On Wednesday, a small crowd gathered outside the facility, protesting what they said were "unjust conditions inside." Activists have long alleged medical mistreatment inside the facility, which is run by one of the largest private prison companies in the world.

A Facebook video of a protest at the Aurora Contract Detention Facility posted live by "Abolish ICE Denver" on March 25, 2020.

Immigration hearings at the federal courthouse downtown have been suspended since March 17, after a local judge exhibited possible symptoms of coronavirus. Hearings in Aurora continued, much to the displeasure of attorneys working feverishly to get people out as it became clear the pandemic was going to be a big deal.

Laura Lunn, an attorney with the Rocky Mountain Immigrant Advocacy Network (RMIAN), told Denverite last week that the outbreak has had a "huge impact" on status hearings.
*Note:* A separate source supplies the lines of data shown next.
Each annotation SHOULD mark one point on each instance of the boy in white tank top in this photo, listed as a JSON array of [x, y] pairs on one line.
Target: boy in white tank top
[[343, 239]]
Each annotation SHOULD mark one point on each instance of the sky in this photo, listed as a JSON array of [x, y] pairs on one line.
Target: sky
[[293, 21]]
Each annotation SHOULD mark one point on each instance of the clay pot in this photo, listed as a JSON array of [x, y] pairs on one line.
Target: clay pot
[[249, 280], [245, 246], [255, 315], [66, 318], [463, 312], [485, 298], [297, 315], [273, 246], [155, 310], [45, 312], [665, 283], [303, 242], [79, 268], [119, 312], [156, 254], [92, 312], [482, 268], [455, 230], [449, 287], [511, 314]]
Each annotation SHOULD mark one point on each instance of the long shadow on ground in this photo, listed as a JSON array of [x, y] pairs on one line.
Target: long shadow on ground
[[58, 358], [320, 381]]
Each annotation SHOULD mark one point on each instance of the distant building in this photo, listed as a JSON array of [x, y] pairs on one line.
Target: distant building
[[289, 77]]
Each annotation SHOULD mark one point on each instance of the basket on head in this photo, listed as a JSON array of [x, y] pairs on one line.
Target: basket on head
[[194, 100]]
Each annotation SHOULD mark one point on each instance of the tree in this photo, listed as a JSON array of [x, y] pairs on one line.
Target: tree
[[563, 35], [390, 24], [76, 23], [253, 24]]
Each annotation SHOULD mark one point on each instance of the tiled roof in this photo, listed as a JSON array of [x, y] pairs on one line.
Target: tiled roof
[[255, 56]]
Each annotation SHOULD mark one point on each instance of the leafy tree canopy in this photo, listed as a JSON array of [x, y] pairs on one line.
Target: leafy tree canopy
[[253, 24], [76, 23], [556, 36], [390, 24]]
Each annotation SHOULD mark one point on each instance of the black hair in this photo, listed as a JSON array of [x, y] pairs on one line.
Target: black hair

Because visitation had been cut off, another precautionary measure, she said people had difficulty getting in touch with their attorneys and family members and accessing evidentiary documents to bring before judges.

Lunn said the hearings should have stopped sooner, given the difficulties people have had, because their time in court "will determine the entire outcome of their lives."

She and her colleagues have been working to get people out on bail or parole to avoid the virus.

"It's fine until it's not fine," she said. "As soon as there's one case, it's gonna be really really hard for them to contain it."

The ICE spokesperson said it's "very difficult" to keep things operating as normal because "anybody walking into the facility has the potential to bring something in with them."

Last week, ICE said 10 people detained in Aurora were separated from the main population after "reports of a possible exposure to the COVID-19 virus." The agency says no detainees there have yet tested positive for the virus. Nationwide, one person detained in ICE custody has been confirmed with a positive diagnosis at Bergen County Jail in Hackensack, NJ.